BlackBerry 10 can't prevent RIM's Waterloo
Image by: PETER MACDIARMID/GALLO IMAGES
PRESIDENT Barack Obama couldn't bear to part with his BlackBerry. Oprah Winfrey declared it one of her "favourite things".
It can be so addictive that it has been nicknamed "the CrackBerry".
Then came a new generation of competing smartphones and suddenly the BlackBerry, that game-changing breakthrough in personal connectedness, looked ancient.
There is even talk that the fate of Research In Motion (RIM), the company that fathered the BlackBerry in 1999, is no longer certain as its flagship property rapidly loses market share to flashier phones such as Apple's iPhone and Google's Android-driven models.
With more than $2-billion in cash, bankruptcy for RIM seems highly unlikely in the near term, but these are troubling times for Waterloo, Ontario, the town of 100000 that was transformed by the BlackBerry into Canada's Silicon Valley.
RIM was once Canada's most valuable company, with a market value of $83-billion in June 2008, but the stock has plummeted, from over $140 a share to around $10.
And its US share of the smartphone market belly-flopped from 44% in 2009 to 10% in 2011, according to market researcher NPD Group.

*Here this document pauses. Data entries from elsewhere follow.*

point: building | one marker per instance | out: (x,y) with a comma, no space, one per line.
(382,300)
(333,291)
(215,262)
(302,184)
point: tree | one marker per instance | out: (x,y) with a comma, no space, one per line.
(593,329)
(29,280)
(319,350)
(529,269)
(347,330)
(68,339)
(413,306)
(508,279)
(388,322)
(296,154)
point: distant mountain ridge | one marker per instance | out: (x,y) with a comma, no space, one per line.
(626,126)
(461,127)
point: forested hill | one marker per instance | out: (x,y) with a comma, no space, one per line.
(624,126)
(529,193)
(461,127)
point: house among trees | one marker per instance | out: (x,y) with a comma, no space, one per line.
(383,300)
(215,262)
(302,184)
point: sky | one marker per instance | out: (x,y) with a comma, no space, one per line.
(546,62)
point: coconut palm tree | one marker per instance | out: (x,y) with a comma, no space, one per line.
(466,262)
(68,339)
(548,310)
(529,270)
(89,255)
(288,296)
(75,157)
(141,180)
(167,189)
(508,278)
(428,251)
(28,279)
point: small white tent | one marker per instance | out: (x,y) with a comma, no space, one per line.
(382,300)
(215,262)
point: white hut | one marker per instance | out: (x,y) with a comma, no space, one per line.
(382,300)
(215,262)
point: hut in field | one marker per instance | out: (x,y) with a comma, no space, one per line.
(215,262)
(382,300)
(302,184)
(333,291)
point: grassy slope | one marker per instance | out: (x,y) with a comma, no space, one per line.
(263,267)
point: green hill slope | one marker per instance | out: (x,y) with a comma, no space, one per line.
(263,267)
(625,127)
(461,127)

The company still has 78 million active subscribers across the globe but last month it warned that it will lose money for the second consecutive quarter, will lay off workers this year - 2000 were laid off last year - and has hired a team of bankers to help it weigh up its options.
Of RIM's 16500 remaining employees, 7500 live in Waterloo, a university town 90 minutes' drive from Toronto, where everyone seems to know someone who works for RIM.
The decline of the BlackBerry has come shockingly fast. Just five years ago, when the first iPhone came out, few thought it could threaten the BlackBerry. Now chief executive Thorsten Heins says his employees "are getting asked all the time, 'What's going on with you guys? What happened? I mean RIM is the star of Canada and what happened to you guys? And how bad is it going to get?'"
RIM's software is still focused on e-mail and is less user-friendly and agile than the iPhone's or Android devices. Its attempt at touch screens was a flop and it lacks the apps that power other smartphones. Its tablet, the PlayBook, registered only 500000 sales to Apple's 11.8million in the last quarter despite a price cut from $500 to $200, well below cost.
RIM's hopes now hang on BlackBerry10, a new operating system that will debut later this year. It's thoroughly redesigned for the new multimedia, internet browsing and apps experience that customers are now demanding.
Heins, formerly RIM's chief operating officer, who took over as CEO in January, says he can turn things around.
But Tad Homer-Dixon, chairman of the Centre for International Governance and Innovation, a Waterloo-based think tank, speaking of the effect the company has had on other businesses, said: "Ten years from now, BlackBerry will be in the Smithsonian but these [other businesses] will, I hope, still be thriving."
Homer-Dixon said it's amazing that RIM got this far, considering it has had to compete with Silicon Valley, "the most powerful engine of innovation that humankind has ever created".